The rate of hospitalisation for a patient at a given age and infection stage is computed as the product of two independent rates, one based purely on the age (older people are generally more at risk of hospitalisation), and the other purely on how far the patient has progressed into the disease. We estimate the required parameters from hospitalisation data (Hospital Episode Statistics, CHESS - COVID-19 Hospitalisation in England Surveillance System, Imperial Report #8 - Symptom progression of COVID-19).
Our model considers the three major types of SARS-CoV-2 tests, which detect either: (1) viral RNA; (2) viral protein; or (3) human antibodies formed against the virus. We call these tests PCR, antigen, and antibody tests, respectively.
We assume that testing – which provides uncertain information about the underlying Health State – may modify the Testing State. This allows health and policy decisions to be made about the tested individual, for example earlier hospitalisation of (at-risk) positive individuals, or strict home quarantining (affecting the Isolation State).
Individuals in the population transition between testing states depending on the type and number of tests administered; disease state of the population at time of administration; and disease state dependent characteristics of the administered test (such as false positive and negative rates). We assumed that the number of each type of test administered each day grows as a sigmoid function, where the antigen and antibody tests become available later, but grow more steeply than PCR tests, due to their relative ease of administration. PCR tests are assumed to be more accurate than antigen tests. Antibody tests are positive much later in the disease than PCR and antigen tests, detecting the immunity formed in Recovered states.
The UK has stockpiled over 17.5 million home antibody testing kits, which are currently not used due to concerns regarding the accuracy of these tests.
In our model, policies can be used to affect the levels of social mixing, to adjust the distribution of tests, and to change the transition rates between quarantine states based on testing states. We describe three major types of policies here.
Social distancing changes the social mixing in the whole population, including those in Normal isolation state.
Unlike other reports, here we do not (yet) wish to disentangle the effects of individual quarantine operations (school closures, working from home, recommended physical distancing), but rather investigate the effects of current full lockdown (in effect since 24 March in the UK), versus testing-based, informed and targeted policies, described below.

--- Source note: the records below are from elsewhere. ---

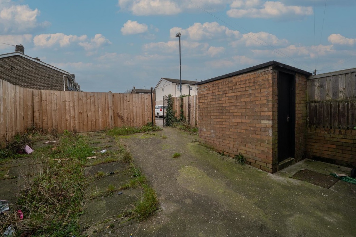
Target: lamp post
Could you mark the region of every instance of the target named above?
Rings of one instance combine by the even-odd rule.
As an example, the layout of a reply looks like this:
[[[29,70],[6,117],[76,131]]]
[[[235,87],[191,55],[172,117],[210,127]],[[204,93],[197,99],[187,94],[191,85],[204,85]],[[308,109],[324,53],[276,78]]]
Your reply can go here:
[[[180,89],[180,96],[182,96],[182,64],[180,62],[180,33],[178,33],[176,35],[176,37],[179,38],[179,80],[180,85],[179,88]]]

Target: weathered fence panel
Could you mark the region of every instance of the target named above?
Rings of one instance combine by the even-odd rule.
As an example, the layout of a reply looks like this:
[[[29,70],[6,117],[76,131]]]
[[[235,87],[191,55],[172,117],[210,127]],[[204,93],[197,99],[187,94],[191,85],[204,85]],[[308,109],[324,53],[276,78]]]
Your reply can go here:
[[[153,93],[152,96],[155,97]],[[0,139],[32,125],[59,133],[155,122],[150,94],[45,91],[0,80]]]
[[[180,113],[180,97],[173,97],[173,109],[176,112],[176,116],[179,117]],[[196,95],[183,97],[183,112],[187,122],[191,126],[196,126],[198,124],[198,98]]]
[[[356,126],[356,69],[310,77],[309,127],[352,129]]]

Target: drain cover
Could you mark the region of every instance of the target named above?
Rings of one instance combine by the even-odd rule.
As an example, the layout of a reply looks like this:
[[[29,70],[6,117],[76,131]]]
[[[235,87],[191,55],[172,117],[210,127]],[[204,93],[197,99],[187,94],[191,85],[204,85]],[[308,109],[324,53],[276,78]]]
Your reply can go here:
[[[298,171],[292,177],[326,188],[329,188],[339,180],[338,179],[331,176],[321,174],[309,169]]]

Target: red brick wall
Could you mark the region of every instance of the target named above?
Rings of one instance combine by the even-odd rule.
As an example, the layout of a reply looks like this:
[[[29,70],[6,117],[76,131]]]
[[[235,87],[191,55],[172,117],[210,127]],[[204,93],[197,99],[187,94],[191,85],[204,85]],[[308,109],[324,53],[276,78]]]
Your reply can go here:
[[[200,143],[270,172],[278,168],[278,71],[270,66],[198,88]],[[295,158],[304,158],[307,79],[297,74]]]
[[[356,130],[309,128],[307,141],[308,158],[356,167]]]
[[[272,171],[272,67],[198,86],[200,143]]]
[[[298,162],[305,156],[305,128],[307,127],[307,76],[295,75],[295,152]]]
[[[63,91],[64,75],[18,55],[0,58],[0,79],[21,87]]]

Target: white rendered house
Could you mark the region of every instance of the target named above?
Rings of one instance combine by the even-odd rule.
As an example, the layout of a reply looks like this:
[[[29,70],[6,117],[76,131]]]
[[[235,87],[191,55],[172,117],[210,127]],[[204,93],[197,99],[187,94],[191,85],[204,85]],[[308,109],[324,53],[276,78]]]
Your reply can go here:
[[[198,86],[195,85],[197,81],[195,81],[182,80],[182,95],[188,95],[190,91],[190,95],[198,93]],[[180,96],[180,83],[179,79],[171,79],[162,77],[157,85],[155,87],[156,93],[156,105],[163,104],[163,96],[171,95],[173,97]]]

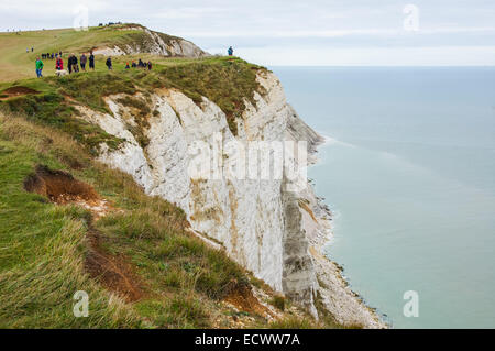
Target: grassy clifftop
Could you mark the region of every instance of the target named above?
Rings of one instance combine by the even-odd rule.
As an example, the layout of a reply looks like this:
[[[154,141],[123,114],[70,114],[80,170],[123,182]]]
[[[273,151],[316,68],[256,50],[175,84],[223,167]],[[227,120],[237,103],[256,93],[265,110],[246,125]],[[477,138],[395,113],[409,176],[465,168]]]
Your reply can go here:
[[[0,107],[67,131],[78,141],[96,149],[102,141],[111,147],[117,146],[118,140],[75,118],[76,111],[72,108],[70,99],[91,109],[106,111],[102,98],[108,95],[176,88],[197,103],[201,101],[201,96],[217,103],[226,112],[231,131],[237,134],[234,121],[244,110],[244,101],[253,101],[254,91],[263,94],[256,74],[266,68],[240,58],[162,58],[151,72],[124,69],[124,62],[122,58],[116,59],[114,72],[111,73],[80,73],[61,78],[53,76],[0,83]],[[15,91],[21,89],[30,89],[31,94],[21,91],[15,96]]]
[[[42,53],[64,53],[66,64],[67,54],[80,54],[91,48],[106,46],[130,45],[140,47],[140,56],[143,58],[160,58],[151,56],[148,48],[151,37],[139,24],[120,24],[111,26],[92,26],[88,31],[75,31],[74,29],[59,29],[46,31],[28,31],[15,34],[12,32],[0,33],[0,81],[12,81],[14,79],[34,76],[34,62]],[[165,43],[182,41],[183,39],[164,33],[152,32],[160,36]],[[34,48],[31,52],[31,47]],[[26,53],[26,48],[29,52]],[[198,48],[199,50],[199,48]],[[105,61],[98,56],[97,69],[103,70]],[[128,57],[130,58],[130,57]],[[44,75],[55,74],[55,61],[45,61]]]

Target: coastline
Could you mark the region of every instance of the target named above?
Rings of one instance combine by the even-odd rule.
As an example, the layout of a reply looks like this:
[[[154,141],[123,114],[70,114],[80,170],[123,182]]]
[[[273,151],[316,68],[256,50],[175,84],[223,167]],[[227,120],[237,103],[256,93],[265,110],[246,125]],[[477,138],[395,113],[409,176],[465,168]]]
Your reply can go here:
[[[333,139],[318,135],[312,140],[311,160],[308,166],[317,164],[316,154],[319,149]],[[317,182],[317,180],[315,180]],[[365,300],[352,290],[350,283],[343,276],[343,267],[324,254],[324,248],[332,241],[332,212],[323,199],[315,193],[314,185],[308,182],[305,194],[308,207],[302,213],[304,228],[309,242],[309,253],[314,259],[317,276],[317,292],[324,307],[331,312],[336,321],[351,328],[389,328],[376,309],[366,305]],[[309,210],[308,210],[309,208]]]

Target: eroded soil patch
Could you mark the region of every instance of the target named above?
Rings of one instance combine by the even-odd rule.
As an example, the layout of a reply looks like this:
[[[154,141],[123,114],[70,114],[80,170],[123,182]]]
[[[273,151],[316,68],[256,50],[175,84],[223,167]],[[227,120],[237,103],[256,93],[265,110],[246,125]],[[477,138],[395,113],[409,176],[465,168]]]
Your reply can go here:
[[[241,286],[234,289],[223,300],[245,312],[256,314],[262,317],[272,316],[271,310],[263,306],[253,295],[251,286]]]
[[[107,289],[117,293],[127,301],[135,301],[143,296],[140,279],[133,273],[132,266],[127,263],[125,257],[108,254],[101,249],[102,237],[91,222],[116,209],[102,199],[89,184],[77,180],[67,172],[53,171],[38,165],[35,173],[24,179],[24,188],[28,191],[46,196],[50,201],[57,205],[72,204],[90,210],[86,271]]]

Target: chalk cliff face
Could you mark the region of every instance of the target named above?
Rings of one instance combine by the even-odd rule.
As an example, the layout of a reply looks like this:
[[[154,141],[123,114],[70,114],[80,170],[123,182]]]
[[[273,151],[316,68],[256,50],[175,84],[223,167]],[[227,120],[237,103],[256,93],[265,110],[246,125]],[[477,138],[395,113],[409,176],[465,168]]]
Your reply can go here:
[[[262,180],[229,173],[240,157],[229,153],[232,142],[306,141],[311,154],[308,162],[315,161],[312,154],[322,142],[286,102],[275,75],[261,72],[257,80],[264,91],[255,92],[254,105],[246,101],[242,119],[238,119],[238,135],[231,133],[217,105],[207,98],[196,105],[175,89],[135,96],[154,111],[147,127],[141,128],[148,141],[145,147],[135,135],[135,111],[119,102],[122,95],[107,98],[112,114],[78,109],[81,118],[127,140],[118,150],[103,145],[99,158],[131,174],[147,194],[182,207],[197,235],[223,246],[255,276],[304,304],[315,316],[319,292],[339,322],[382,327],[355,298],[337,265],[321,254],[330,230],[329,213],[311,187],[306,183],[288,189],[285,172],[279,178]],[[208,145],[212,176],[207,179],[191,176],[195,144]]]

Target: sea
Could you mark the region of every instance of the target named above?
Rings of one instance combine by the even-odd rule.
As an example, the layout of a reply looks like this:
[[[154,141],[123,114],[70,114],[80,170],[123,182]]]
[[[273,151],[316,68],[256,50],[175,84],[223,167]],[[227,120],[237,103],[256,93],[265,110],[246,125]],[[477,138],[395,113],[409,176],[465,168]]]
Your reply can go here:
[[[270,67],[327,139],[326,254],[393,328],[495,328],[495,67]]]

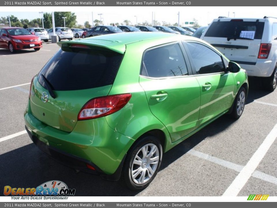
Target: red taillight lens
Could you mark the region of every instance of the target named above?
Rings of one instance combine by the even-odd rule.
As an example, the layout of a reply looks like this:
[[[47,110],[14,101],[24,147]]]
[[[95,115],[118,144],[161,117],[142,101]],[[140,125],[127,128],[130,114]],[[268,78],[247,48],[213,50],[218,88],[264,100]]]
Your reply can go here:
[[[258,58],[267,58],[271,49],[271,43],[261,43]]]
[[[122,94],[94,98],[81,109],[78,120],[96,118],[113,113],[125,106],[132,96],[131,94]]]
[[[34,79],[35,78],[35,77],[34,77],[32,79],[32,81],[31,81],[31,84],[30,86],[30,92],[29,92],[29,100],[30,99],[31,97],[31,90],[32,89],[32,85],[33,84],[33,81],[34,80]]]

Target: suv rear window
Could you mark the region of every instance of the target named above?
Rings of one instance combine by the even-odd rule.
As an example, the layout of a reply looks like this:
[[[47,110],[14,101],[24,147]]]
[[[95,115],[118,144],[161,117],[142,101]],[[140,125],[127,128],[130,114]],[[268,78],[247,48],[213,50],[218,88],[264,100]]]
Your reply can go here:
[[[43,67],[42,74],[55,90],[89,89],[112,84],[123,55],[115,52],[63,47]]]
[[[238,38],[242,31],[255,31],[254,39],[261,39],[265,23],[260,22],[222,21],[214,22],[205,37]]]

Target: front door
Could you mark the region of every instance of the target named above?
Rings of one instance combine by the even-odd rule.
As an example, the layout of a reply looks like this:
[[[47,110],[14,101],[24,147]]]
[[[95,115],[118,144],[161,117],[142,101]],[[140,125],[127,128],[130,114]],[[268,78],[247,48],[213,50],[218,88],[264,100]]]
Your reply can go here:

The effects of the full lockdown on the age-dependent social mixing matrix are estimated by Hoang et al. (http://www.socialcontactdata.org/tools/), but these are admittedly preliminary results. To address this concern, we used the aforementioned study to define the direction of specific changes, but we treat the magnitude of these changes as an unknown parameter to be estimated from local data.
We investigate the effects of testing-based case isolation via hospitalisation and/or home quarantining. We are particularly interested in the relative utility of easy-to-scale but relatively inaccurate tests (antigen) versus more reliable but difficult-to-scale tests (PCR).
Case isolation is considered both together with social distancing measures above, or as a potential exit strategy by a full release of the lockdown*.
*We plan to include partial lockdown release combined with case isolation, see further discussion in Future research
An exit strategy based on allowing free travel to recovered persons (and thus presumed safe from the virus), has been frequently discussed. Most commonly, these free travel “proof of immunity” passports are based on antibody tests.
The success of such an exit strategy as the sole option relies upon the overall level of viral penetration, ultimately needing a large portion of the population to be infected to stop the risk (around ~60% immune leads to so-called “herd immunity”). Based on recent backlash around these measures, as well as initial evidence from the Netherlands showing only 3% current penetration, this is unlikely to be a useful goal by itself.
However, another use being considered is immunity passports for key workers (especially NHS staff), who could safely return to work. Using antibody tests in this way bears another major risk, namely potential large number of false positives at low viral penetration, even with very good (only 5% false positives) tests; see this twitter thread for an explanation. False positives are an immense risk for an immunity test, as people believing their positive results could put themselves at unnecessary high risk.
We propose that for such a “key worker immunity passport” policy, the risk of false positives can be significantly reduced if the immunity passports are only given after an initial virus-positive test is confirmed by an antibody-positive test. These two test types can be considered independent as they test different targets, therefore their false positive rates can be multiplied; with a 5% false positive rate each, the risk can be reduced from 1 in 20 to 1 in 400. This can be further mitigated by regular repeated testing of people with immunity passports.
A successful strategy likely combines ideas of the above, as well as potentially other not-yet-described methods.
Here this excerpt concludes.